Moriarty’s Game review at RIBA, London – ‘fascinating urban adventure game’
The game is afoot. HiddenCity is a company that creates urban adventures: part treasure hunt, part walking tour, in which participants must solve a series of clues sent to them by text.
Its latest trail takes its inspiration from Arthur Conan Doyle’s Sherlock Holmes’ tale The Final Problem. In truth, the Holmes connection is just a hook on which to hang one of the company’s more intricate games, but it’s no less fun for that.

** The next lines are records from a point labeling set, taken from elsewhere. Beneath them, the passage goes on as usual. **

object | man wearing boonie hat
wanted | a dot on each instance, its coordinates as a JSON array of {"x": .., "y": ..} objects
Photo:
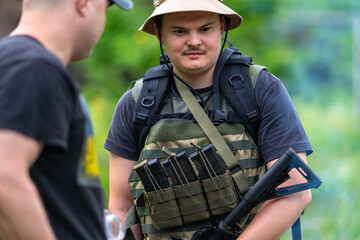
[
  {"x": 49, "y": 174},
  {"x": 191, "y": 33}
]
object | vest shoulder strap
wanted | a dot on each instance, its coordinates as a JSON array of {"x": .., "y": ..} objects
[
  {"x": 235, "y": 76},
  {"x": 150, "y": 94}
]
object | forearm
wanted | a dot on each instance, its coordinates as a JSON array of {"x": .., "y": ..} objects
[
  {"x": 276, "y": 217},
  {"x": 123, "y": 212},
  {"x": 22, "y": 215}
]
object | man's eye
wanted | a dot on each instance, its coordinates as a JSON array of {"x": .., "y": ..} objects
[{"x": 179, "y": 31}]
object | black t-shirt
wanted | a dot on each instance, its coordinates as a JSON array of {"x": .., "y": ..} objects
[
  {"x": 38, "y": 98},
  {"x": 279, "y": 129}
]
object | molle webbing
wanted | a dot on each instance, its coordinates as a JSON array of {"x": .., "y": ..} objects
[{"x": 166, "y": 133}]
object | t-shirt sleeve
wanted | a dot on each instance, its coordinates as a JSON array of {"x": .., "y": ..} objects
[
  {"x": 280, "y": 126},
  {"x": 34, "y": 100},
  {"x": 120, "y": 139}
]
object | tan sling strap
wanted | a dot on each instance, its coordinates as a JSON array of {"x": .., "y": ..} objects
[{"x": 212, "y": 133}]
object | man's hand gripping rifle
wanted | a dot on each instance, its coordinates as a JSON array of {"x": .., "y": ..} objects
[{"x": 264, "y": 189}]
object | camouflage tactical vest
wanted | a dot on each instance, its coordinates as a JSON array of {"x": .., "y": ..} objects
[{"x": 180, "y": 211}]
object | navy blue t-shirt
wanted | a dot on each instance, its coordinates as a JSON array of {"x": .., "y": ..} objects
[
  {"x": 280, "y": 126},
  {"x": 38, "y": 98}
]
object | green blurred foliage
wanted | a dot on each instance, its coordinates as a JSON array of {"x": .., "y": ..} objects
[{"x": 308, "y": 44}]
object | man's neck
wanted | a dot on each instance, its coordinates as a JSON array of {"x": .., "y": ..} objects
[{"x": 198, "y": 80}]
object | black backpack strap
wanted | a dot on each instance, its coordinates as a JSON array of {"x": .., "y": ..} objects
[
  {"x": 236, "y": 85},
  {"x": 223, "y": 58},
  {"x": 151, "y": 98}
]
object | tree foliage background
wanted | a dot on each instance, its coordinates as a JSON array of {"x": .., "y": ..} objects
[{"x": 312, "y": 46}]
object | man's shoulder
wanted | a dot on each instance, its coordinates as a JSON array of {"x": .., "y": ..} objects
[{"x": 21, "y": 49}]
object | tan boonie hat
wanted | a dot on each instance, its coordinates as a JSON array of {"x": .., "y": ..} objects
[{"x": 170, "y": 6}]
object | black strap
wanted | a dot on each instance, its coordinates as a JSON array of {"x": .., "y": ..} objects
[{"x": 235, "y": 83}]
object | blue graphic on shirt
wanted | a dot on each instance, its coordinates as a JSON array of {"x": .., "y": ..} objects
[{"x": 88, "y": 172}]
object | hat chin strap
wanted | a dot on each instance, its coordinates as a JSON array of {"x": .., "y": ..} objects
[{"x": 227, "y": 22}]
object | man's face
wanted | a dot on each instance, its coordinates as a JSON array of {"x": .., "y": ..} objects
[{"x": 192, "y": 41}]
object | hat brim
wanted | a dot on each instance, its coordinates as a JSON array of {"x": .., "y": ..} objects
[
  {"x": 123, "y": 4},
  {"x": 172, "y": 6}
]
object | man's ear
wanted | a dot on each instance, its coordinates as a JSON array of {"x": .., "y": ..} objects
[{"x": 81, "y": 6}]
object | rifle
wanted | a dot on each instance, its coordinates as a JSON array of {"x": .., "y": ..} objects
[{"x": 264, "y": 189}]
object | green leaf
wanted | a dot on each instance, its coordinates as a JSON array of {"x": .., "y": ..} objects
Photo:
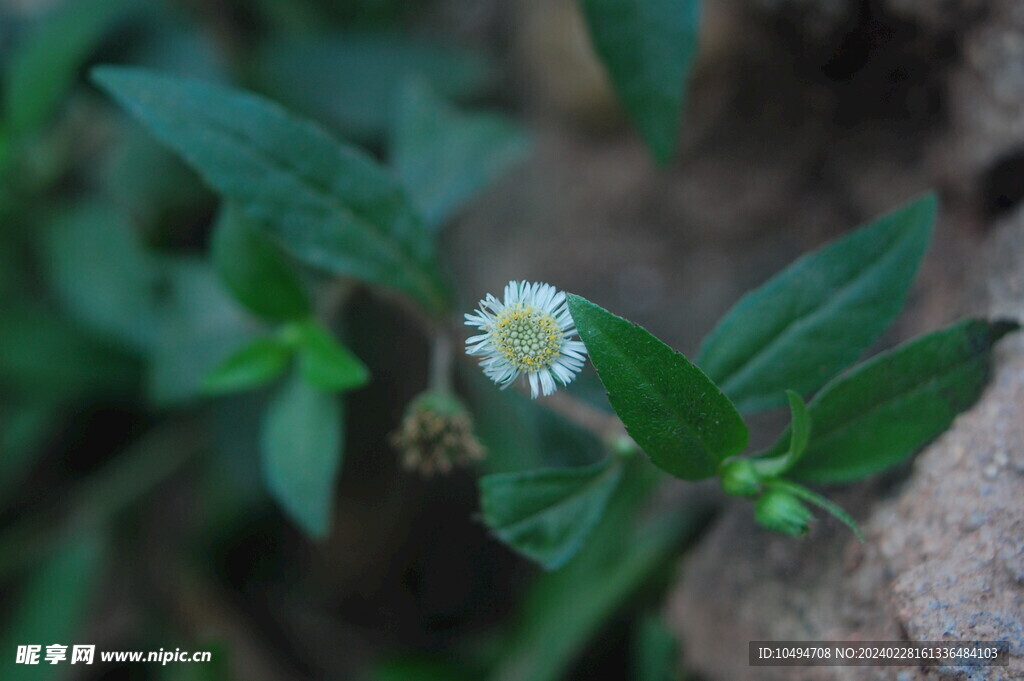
[
  {"x": 325, "y": 363},
  {"x": 816, "y": 316},
  {"x": 647, "y": 47},
  {"x": 23, "y": 431},
  {"x": 254, "y": 269},
  {"x": 328, "y": 204},
  {"x": 669, "y": 407},
  {"x": 656, "y": 654},
  {"x": 350, "y": 80},
  {"x": 880, "y": 413},
  {"x": 102, "y": 275},
  {"x": 53, "y": 606},
  {"x": 252, "y": 367},
  {"x": 821, "y": 502},
  {"x": 547, "y": 514},
  {"x": 301, "y": 445},
  {"x": 562, "y": 610},
  {"x": 444, "y": 157},
  {"x": 45, "y": 66}
]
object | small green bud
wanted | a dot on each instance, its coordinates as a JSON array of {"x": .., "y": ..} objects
[
  {"x": 739, "y": 478},
  {"x": 436, "y": 434},
  {"x": 782, "y": 512}
]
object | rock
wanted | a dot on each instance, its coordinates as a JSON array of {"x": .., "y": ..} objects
[{"x": 944, "y": 557}]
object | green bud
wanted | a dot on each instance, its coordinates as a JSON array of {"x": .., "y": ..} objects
[
  {"x": 436, "y": 434},
  {"x": 739, "y": 478},
  {"x": 782, "y": 512}
]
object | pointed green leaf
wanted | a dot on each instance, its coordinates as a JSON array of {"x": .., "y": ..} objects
[
  {"x": 53, "y": 606},
  {"x": 880, "y": 413},
  {"x": 254, "y": 269},
  {"x": 301, "y": 447},
  {"x": 44, "y": 67},
  {"x": 444, "y": 157},
  {"x": 816, "y": 316},
  {"x": 684, "y": 423},
  {"x": 821, "y": 502},
  {"x": 328, "y": 204},
  {"x": 547, "y": 514},
  {"x": 647, "y": 47},
  {"x": 252, "y": 367}
]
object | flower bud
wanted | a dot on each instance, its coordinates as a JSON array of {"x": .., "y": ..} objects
[
  {"x": 739, "y": 478},
  {"x": 782, "y": 512},
  {"x": 435, "y": 435}
]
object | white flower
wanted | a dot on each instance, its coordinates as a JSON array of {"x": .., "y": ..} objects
[{"x": 530, "y": 332}]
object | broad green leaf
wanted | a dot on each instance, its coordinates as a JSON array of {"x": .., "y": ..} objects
[
  {"x": 328, "y": 204},
  {"x": 254, "y": 268},
  {"x": 44, "y": 67},
  {"x": 52, "y": 607},
  {"x": 301, "y": 445},
  {"x": 816, "y": 316},
  {"x": 669, "y": 407},
  {"x": 547, "y": 514},
  {"x": 349, "y": 81},
  {"x": 562, "y": 610},
  {"x": 102, "y": 275},
  {"x": 252, "y": 367},
  {"x": 647, "y": 47},
  {"x": 656, "y": 653},
  {"x": 44, "y": 356},
  {"x": 821, "y": 502},
  {"x": 881, "y": 412},
  {"x": 444, "y": 157}
]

Designed for teams of two to four people, it’s a great way of seeing the familiar afresh. There’s a vague plot about finding Moriarty’s secret safe house, but the real joy of the experience is in the journey, not the destination. It’s essentially a game of observation, and though a degree of problem-solving ability helps, the more alert you are to your surroundings the quicker you’ll solve the clues.

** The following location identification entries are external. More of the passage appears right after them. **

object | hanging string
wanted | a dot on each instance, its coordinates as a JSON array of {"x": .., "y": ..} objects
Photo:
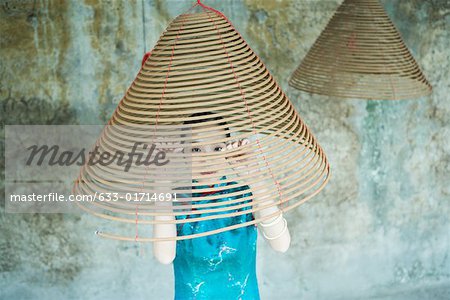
[
  {"x": 144, "y": 59},
  {"x": 143, "y": 27}
]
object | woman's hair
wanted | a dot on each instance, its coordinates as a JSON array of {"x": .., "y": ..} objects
[{"x": 207, "y": 113}]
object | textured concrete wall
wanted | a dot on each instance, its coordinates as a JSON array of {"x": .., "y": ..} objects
[{"x": 380, "y": 230}]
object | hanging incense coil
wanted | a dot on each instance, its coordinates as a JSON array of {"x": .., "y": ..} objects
[
  {"x": 201, "y": 64},
  {"x": 360, "y": 54}
]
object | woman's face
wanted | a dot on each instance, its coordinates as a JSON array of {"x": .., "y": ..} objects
[{"x": 210, "y": 171}]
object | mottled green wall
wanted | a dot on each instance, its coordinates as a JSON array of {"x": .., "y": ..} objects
[{"x": 380, "y": 230}]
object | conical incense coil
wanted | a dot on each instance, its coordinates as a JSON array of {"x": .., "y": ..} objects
[
  {"x": 360, "y": 54},
  {"x": 201, "y": 64}
]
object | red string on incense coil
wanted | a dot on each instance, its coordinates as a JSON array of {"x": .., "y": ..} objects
[
  {"x": 360, "y": 54},
  {"x": 202, "y": 64}
]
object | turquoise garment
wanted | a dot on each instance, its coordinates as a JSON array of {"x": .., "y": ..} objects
[{"x": 218, "y": 266}]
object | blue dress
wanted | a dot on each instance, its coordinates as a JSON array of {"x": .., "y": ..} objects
[{"x": 218, "y": 266}]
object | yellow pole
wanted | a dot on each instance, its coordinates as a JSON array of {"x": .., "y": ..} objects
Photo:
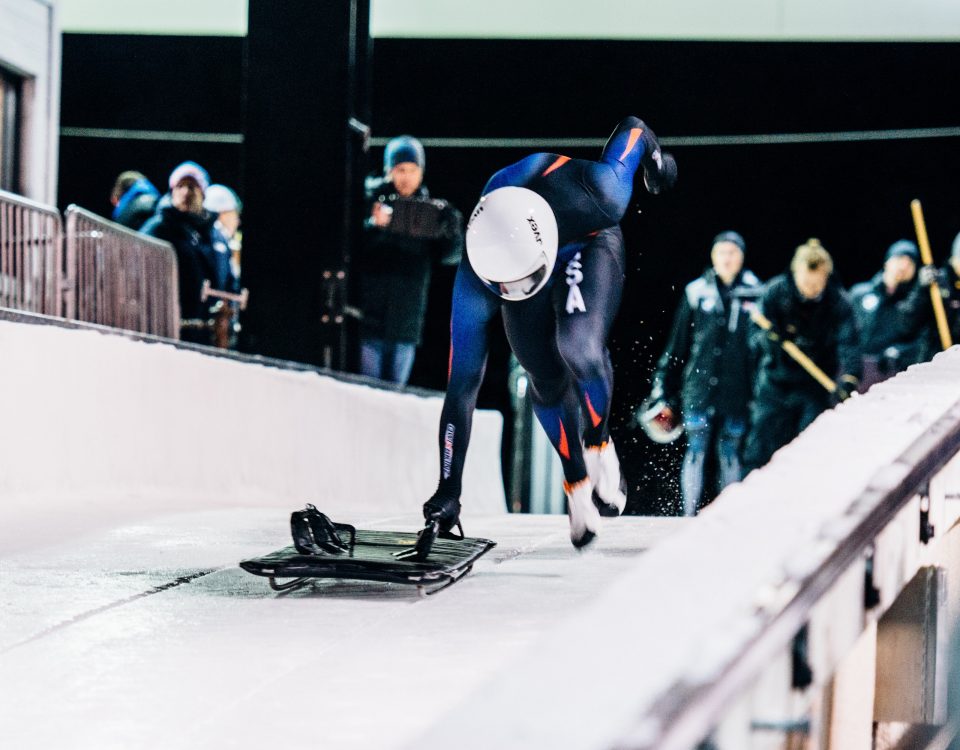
[
  {"x": 935, "y": 297},
  {"x": 795, "y": 352}
]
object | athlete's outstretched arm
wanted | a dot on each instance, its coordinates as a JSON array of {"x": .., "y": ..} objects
[{"x": 473, "y": 309}]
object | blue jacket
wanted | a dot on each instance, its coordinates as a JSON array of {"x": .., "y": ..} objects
[
  {"x": 202, "y": 254},
  {"x": 136, "y": 205}
]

The trail begins at the Royal Institute of British Architects, and a key part of the appeal is that it prompts you to venture inside buildings you might normally walk past, to sidle down side-streets you might usually ignore, and to open your eyes and engage with the built environment. There are no performers; the whole thing is conducted by phone, with you playing the protagonists in your own detective story.
There’s a competitive element to it as well, with time penalties for incorrect answers and the potential to pause for the occasional Holmesian pick-me-up (or a pint if you prefer). While the denouement is rather underwhelming, the game itself is a pleasure to play.